The US House voted on a resolution to curtail Trump’s war powers. Such resolutions need a majority to pass and the vote was a tie, 212 to 212, so it failed. Democrats led the effort, but several Republicans voted in favor. An April 16 vote was split 213 to 214. A similar measure has failed in the Senate seven times.

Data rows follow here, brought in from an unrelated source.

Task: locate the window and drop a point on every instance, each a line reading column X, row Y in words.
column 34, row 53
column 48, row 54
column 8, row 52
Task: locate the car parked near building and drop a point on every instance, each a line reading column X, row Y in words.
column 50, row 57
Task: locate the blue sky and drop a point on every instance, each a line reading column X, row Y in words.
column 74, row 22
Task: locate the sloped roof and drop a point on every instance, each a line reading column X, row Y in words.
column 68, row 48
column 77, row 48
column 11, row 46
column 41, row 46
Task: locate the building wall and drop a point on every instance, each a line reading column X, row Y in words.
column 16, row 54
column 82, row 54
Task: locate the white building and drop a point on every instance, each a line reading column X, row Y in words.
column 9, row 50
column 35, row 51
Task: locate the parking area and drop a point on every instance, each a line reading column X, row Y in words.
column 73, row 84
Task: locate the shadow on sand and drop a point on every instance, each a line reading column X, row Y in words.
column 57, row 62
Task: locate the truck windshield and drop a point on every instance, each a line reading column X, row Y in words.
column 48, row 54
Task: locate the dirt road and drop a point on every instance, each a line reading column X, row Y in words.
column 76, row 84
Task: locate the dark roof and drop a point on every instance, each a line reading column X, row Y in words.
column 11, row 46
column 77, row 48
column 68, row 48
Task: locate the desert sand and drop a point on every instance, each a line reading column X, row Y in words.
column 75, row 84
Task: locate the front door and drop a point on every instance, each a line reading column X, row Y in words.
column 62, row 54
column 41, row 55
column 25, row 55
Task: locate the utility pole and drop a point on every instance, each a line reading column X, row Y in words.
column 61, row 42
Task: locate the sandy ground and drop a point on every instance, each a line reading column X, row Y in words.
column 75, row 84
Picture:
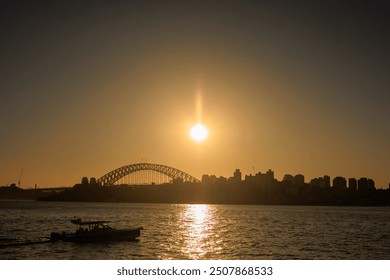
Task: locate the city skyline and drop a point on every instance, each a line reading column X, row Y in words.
column 300, row 88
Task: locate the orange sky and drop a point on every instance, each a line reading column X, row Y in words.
column 296, row 89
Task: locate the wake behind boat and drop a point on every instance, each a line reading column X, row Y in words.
column 96, row 231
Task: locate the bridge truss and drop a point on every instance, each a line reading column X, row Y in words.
column 159, row 174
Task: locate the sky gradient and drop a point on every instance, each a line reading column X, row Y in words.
column 297, row 87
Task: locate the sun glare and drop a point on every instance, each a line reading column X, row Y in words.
column 199, row 132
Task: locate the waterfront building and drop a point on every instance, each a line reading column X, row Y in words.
column 339, row 182
column 352, row 184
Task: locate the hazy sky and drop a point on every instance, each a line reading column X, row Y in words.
column 292, row 86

America’s Ambassador to Greece is Kimberly Guilfoyle, California Governor’s ex-wife, the former fiancée of Donald Trump Jr., and former Fox News talking head. Today she cut the ribbon at a McDonald’s at the Mall in Athens, calling it “the most technologically advanced McDonald’s in all of Europe!”
5/15/26
Trump spent his last day in China meeting. A foreign leader visiting Zhongnanhai is rare and Trump did not enter the gardens during his 2017 visit. After taking in the rare delight of the imperial gardens, Trump and the US delegation left China. Before boarding the plane home, they threw away everything the Chinese had gifted them. “American staff took everything Chinese officials handed out—credentials, burner phones from WH staff, pins for delegation—collected them before we got on AF1 and threw them in a bin at [the] bottom [of the] stairs. Nothing from China allowed on the plane,” New York Post WH correspondent Emily Goodin said in a post on X.com.
5/16/26
US forces in Africa announced they’d killed Islamic State leader Abu-Bilal al-Minuki in Nigeria. Al-Minuki was a former Boko Haram faithful who joined the Islamic State’s West Africa division in 2016. He rose to prominence there and became an important figure in the Islamic State’s global campaign. The specifics of the mission are unknown but the Government of Nigeria partnered with US forces to make it happen and AFRICOM said there were no American casualties.
5/17/26
A drone struck a nuclear power plant in the United Arab Emirates. The attack started a fire but the UAE said no one was injured and international monitoring agencies did not detect a radiological leak. The Barakh power plant is the only nuclear power facility in the UAE. No one claimed responsibility for the attack in the aftermath, but the UAE Defense Ministry would later claim the strike came from Iran-backed Shiite militias in Iraq.
Axios published based on “classified intelligence” that claimed Cuba had acquired more than 300 drones and planned to use them to attack US military assets in the region.
“The intelligence—which could become a pretext for U.S. military action—shows the degree to which the Trump administration sees Cuba as a threat because of developments in drone warfare and the presence of Iranian military advisers in Havana, a senior U.S. official said.”